Chorzy, którzy zatruli się jadem kiełbasianym są w Polsce skazani na śmierć. Oddziały zakaźne szpitali nie mają surowicy botulinowej, która powinna stać w szpitalnej lodowce. Powinna, ale nie stoi, bo na drodze stoją procedury.

W szpitalu w Giżycku na Mazurach zmarł właśnie 58-letni mężczyzna. Zatruł się jadem kiełbasianym, nie doczekawszy na lek. Surowicę dostarczono do szpitala za poźno.

Najbliższa apteka z antytkosyną botulinową znajduje się... w Niemczech. By ją sprowadzić, zgodnie z rozporządzeniem ministra zdrowia, trzeba przygotować odpowiedni wniosek, w języku polskim i angielskim. W dokumencie trzeba podać konkretne nazwisko osoby, która zatruła się jadem kiełbasianym i dopiero wtedy można rozpocząć procedurę sprowadzenia leku.

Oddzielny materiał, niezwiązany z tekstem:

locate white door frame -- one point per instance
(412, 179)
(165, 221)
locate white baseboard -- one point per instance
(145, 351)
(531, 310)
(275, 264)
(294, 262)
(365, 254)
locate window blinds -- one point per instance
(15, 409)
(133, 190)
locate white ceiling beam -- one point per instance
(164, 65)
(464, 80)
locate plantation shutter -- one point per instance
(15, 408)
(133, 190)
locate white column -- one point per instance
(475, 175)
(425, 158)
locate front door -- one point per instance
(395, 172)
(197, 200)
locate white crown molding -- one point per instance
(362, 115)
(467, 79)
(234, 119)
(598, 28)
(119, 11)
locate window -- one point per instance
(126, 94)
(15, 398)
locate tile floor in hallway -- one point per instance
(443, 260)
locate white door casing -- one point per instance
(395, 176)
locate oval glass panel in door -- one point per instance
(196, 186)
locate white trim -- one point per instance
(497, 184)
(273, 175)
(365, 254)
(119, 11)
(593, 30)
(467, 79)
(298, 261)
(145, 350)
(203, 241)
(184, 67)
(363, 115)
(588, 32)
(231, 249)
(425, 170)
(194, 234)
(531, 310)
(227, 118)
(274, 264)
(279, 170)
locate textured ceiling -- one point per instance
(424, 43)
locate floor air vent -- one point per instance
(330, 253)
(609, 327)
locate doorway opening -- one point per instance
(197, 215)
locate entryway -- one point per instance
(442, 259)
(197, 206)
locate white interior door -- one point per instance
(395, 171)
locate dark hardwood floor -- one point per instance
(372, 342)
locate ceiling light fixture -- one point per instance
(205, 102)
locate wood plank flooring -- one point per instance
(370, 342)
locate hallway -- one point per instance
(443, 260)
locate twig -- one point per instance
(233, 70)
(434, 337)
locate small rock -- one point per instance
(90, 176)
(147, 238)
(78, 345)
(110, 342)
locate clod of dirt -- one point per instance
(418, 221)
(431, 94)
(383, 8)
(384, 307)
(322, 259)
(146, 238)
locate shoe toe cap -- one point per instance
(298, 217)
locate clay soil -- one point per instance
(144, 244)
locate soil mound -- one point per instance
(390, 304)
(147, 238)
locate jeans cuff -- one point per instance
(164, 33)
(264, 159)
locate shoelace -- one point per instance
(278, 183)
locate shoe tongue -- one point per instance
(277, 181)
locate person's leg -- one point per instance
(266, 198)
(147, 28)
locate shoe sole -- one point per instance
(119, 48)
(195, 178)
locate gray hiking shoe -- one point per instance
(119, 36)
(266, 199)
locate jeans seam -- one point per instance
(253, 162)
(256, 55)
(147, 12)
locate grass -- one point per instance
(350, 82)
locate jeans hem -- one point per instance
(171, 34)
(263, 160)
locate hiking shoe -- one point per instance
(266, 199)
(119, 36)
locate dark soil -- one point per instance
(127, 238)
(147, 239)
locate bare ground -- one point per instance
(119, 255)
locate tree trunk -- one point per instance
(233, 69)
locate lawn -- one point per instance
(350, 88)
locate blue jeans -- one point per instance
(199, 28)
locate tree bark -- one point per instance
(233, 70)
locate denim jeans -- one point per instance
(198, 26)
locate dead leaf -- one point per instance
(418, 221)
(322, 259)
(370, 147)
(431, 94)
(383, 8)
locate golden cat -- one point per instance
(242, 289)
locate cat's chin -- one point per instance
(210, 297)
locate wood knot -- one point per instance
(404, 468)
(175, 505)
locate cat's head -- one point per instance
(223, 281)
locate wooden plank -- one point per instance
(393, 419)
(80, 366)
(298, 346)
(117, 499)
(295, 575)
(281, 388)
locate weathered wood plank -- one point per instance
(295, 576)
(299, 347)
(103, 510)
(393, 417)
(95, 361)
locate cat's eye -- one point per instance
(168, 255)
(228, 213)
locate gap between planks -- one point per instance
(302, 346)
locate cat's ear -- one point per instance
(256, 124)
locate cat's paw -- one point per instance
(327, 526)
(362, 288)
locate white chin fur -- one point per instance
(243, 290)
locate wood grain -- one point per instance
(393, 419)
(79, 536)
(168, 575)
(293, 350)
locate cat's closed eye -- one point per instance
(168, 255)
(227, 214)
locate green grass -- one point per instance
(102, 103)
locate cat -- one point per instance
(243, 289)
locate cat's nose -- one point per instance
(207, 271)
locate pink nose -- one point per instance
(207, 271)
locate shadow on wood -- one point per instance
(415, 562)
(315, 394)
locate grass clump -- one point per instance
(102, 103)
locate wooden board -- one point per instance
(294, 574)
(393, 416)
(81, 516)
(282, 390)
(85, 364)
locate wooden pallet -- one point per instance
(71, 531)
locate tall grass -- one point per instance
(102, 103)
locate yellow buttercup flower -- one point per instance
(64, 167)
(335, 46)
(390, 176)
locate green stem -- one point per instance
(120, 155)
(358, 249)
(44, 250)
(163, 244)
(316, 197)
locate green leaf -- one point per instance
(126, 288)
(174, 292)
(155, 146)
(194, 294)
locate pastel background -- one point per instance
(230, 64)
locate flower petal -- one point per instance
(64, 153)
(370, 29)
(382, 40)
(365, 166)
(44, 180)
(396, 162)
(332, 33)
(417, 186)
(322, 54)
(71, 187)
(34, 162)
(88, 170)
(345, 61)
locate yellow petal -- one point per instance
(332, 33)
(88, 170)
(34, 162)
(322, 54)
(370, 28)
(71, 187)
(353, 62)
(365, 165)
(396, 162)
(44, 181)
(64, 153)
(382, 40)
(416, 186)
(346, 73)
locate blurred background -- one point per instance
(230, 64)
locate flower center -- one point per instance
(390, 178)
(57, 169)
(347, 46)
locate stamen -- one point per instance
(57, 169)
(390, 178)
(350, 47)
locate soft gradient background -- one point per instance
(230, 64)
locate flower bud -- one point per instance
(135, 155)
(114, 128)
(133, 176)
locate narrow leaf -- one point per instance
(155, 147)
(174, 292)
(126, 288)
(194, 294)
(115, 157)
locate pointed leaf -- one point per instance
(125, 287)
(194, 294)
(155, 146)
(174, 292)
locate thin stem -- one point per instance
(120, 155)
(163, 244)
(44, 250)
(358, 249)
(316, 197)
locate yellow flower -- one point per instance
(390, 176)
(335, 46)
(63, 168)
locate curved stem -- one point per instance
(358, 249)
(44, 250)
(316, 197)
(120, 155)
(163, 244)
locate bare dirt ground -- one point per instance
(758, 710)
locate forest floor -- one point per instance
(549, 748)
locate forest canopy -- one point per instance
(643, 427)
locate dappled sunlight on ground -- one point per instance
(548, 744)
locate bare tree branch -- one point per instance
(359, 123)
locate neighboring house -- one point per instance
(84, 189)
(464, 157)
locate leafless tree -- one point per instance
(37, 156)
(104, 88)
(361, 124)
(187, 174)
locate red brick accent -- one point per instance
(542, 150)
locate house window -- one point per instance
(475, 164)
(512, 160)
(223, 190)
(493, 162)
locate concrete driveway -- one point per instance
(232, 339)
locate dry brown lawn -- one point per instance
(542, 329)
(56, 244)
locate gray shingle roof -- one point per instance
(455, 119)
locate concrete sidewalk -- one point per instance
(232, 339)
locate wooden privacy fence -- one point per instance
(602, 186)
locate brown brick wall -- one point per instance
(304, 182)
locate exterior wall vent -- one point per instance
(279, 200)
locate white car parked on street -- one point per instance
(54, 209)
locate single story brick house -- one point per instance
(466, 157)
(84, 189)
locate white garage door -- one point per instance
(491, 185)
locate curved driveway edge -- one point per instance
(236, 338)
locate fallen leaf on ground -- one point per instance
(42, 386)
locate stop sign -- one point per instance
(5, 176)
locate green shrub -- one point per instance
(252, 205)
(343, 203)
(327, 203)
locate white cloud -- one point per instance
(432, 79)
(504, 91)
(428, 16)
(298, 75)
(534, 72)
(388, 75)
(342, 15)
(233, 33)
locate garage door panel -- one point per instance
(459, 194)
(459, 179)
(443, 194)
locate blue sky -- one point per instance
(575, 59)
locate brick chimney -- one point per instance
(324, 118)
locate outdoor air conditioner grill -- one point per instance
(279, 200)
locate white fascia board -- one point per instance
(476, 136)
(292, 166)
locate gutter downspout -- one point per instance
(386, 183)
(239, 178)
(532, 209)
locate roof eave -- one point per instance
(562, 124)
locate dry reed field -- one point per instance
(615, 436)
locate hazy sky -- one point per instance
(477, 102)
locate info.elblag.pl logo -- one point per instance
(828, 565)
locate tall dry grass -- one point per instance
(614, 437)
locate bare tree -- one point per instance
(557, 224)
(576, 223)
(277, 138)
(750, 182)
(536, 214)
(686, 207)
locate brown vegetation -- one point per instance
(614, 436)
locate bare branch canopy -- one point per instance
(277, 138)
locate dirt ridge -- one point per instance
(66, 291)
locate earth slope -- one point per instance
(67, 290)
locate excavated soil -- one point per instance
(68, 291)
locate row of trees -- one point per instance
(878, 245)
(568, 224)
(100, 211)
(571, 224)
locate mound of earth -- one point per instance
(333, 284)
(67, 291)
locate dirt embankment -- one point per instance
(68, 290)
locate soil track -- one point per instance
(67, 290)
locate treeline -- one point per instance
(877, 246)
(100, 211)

Trwa to w sumie 3-4 dni robocze, a tak długi czas oczekiwania oznacza dla pacjenta wyrok śmierci. W przypadku podejrzenia zatrucia jadem kiełbasianym – jak mówią lekarze - natychmiast trzeba podać surowicę, inaczej pacjent umrze.

Tak się stało z 58-letnim pacjentem szpitala w Giżycku. Gdyby polskie szpitale miały możliwość zakupu surowicy, nie byłoby problemu. By jednak tak się stało, trzeba zmienić prawo, czyli rozporządzenie ministra zdrowia o imporcie docelowym leków ratujących życie.

Narodowy Fundusz Zdrowia nie ma możliwości ani prawnej, ani merytorycznej przyspieszenia samej procedury ściągnięcia leków do konkretnej placówki - mówi przedstawiciel NFZ w Olsztynie. Ilu jeszcze pacjentów oddziałów zakaźnych będzie musiało umrzeć, zanim resort zdrowia uprości procedury?